The Woodland Education Centre
Heathland Project Report Report Introduction Contents Summary
left: view South East across the Heathland Restoration site.
The initial vegetation cover on the project site was very heterogeneous. This was a direct consequence of the extremely diverse seed bank which must have accumulated in the soil over many years. Selective germination from this diverse seed bank, in response to differing environmental conditions across the site, led to the production of a clearly non-uniform initial plant cover. The survey carried out in 1996 served as a base-line survey which identified these initial vegetational differences, as yet unrelated to differing management techniques in the sections.
The initial heterogeneity of the vegetation is slowly declining, as those species favoured by current conditions spread and those which are unsuited, die out. (Current conditions on the site are the result of a combination of climatic factors and the prevailing management regime.) Overall, the vegetation on the project site is making slow but steady progress towards becoming a dry heath community.
The northern sections of the project site (5 - 9) are more favourable for the development of heath species than the southern sections (1 - 4). The southern sections are heavily influenced by adjacent woodland and to date, show no sign of developing a heath-type community.
Differing management techniques have now resulted in clearly visible differences between strips with different management regimes.
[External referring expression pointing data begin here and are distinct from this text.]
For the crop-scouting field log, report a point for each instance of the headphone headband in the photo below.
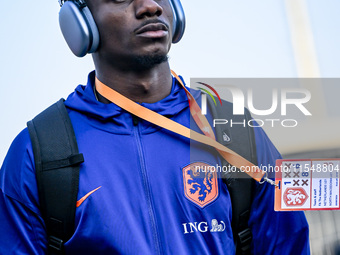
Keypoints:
(80, 30)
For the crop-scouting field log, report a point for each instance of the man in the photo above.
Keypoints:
(134, 171)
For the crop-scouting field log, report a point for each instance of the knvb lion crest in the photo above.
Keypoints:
(295, 196)
(200, 183)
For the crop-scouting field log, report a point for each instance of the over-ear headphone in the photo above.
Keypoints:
(81, 33)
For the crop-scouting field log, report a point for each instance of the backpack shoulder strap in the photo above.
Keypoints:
(57, 162)
(238, 136)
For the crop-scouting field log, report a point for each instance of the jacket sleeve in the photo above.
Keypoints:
(274, 232)
(22, 228)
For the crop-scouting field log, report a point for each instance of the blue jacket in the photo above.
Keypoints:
(147, 201)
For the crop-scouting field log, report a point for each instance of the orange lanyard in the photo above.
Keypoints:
(159, 120)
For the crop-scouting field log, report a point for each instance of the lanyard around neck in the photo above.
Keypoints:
(159, 120)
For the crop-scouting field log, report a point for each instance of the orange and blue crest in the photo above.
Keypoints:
(200, 183)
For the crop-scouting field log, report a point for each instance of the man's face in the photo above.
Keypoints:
(133, 29)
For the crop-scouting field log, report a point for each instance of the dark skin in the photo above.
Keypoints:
(126, 36)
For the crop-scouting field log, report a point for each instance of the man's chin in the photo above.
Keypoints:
(150, 61)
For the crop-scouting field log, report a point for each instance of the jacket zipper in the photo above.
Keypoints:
(146, 185)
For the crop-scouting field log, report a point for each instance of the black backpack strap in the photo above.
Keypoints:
(57, 162)
(240, 138)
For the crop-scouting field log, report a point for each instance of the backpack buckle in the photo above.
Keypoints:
(55, 244)
(245, 238)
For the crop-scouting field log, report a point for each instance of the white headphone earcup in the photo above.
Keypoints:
(78, 28)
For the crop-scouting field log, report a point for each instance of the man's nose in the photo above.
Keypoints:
(147, 8)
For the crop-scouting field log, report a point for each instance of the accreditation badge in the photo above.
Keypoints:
(307, 184)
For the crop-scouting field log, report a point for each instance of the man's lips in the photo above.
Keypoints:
(153, 30)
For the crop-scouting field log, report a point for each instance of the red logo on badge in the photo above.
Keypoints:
(295, 196)
(200, 183)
The control strip (5), which has been left untouched, provides a good example of what conditions would be like on much of the project site in the absence of any management. It is now dominated by Gorse (Ulex europaeus) which is over head height (ca 2m tall), and by tree seedlings such as Silver Birch (Betula pendula), Cherry (Prunus sp.), Willow (Salix caprea agg. and S. aurita) and Rhododendron (Rhododendron ponticum). The vegetation here forms a thick almost impenetrable cover, permeated by Brambles (Rubus fruticosus agg.) and with occasional grassy clearings where Heather (Calluna vulgaris) and Bell Heather (Erica cinerea) grow in isolated patches.
The vegetation present on other sections of the site is the result of an amalgam of controlling factors. Local environmental factors primarily determine what is present, with modifications to this superimposed by differing management techniques.
left: "A" level student conducting a survey on the Heathland Restoration site.
The southern sections, 1 - 4, show few clearly demarcated differences between them, except in the spring, when sections 1 and 3 are ablaze with Bluebells (Endymion nonscriptus). Sections 2 and 4 are then visibly different because the Bluebells have greatly decreased in these spring brushcut areas. At other times of the year these strips form grassy meadows. The only really visible distinction between them is the presence of more tree seedlings and bracken in section 1 because of its close proximity to the adjacent woodland. So far, in this southern region, environmental factors are paramount in determining the vegetation cover.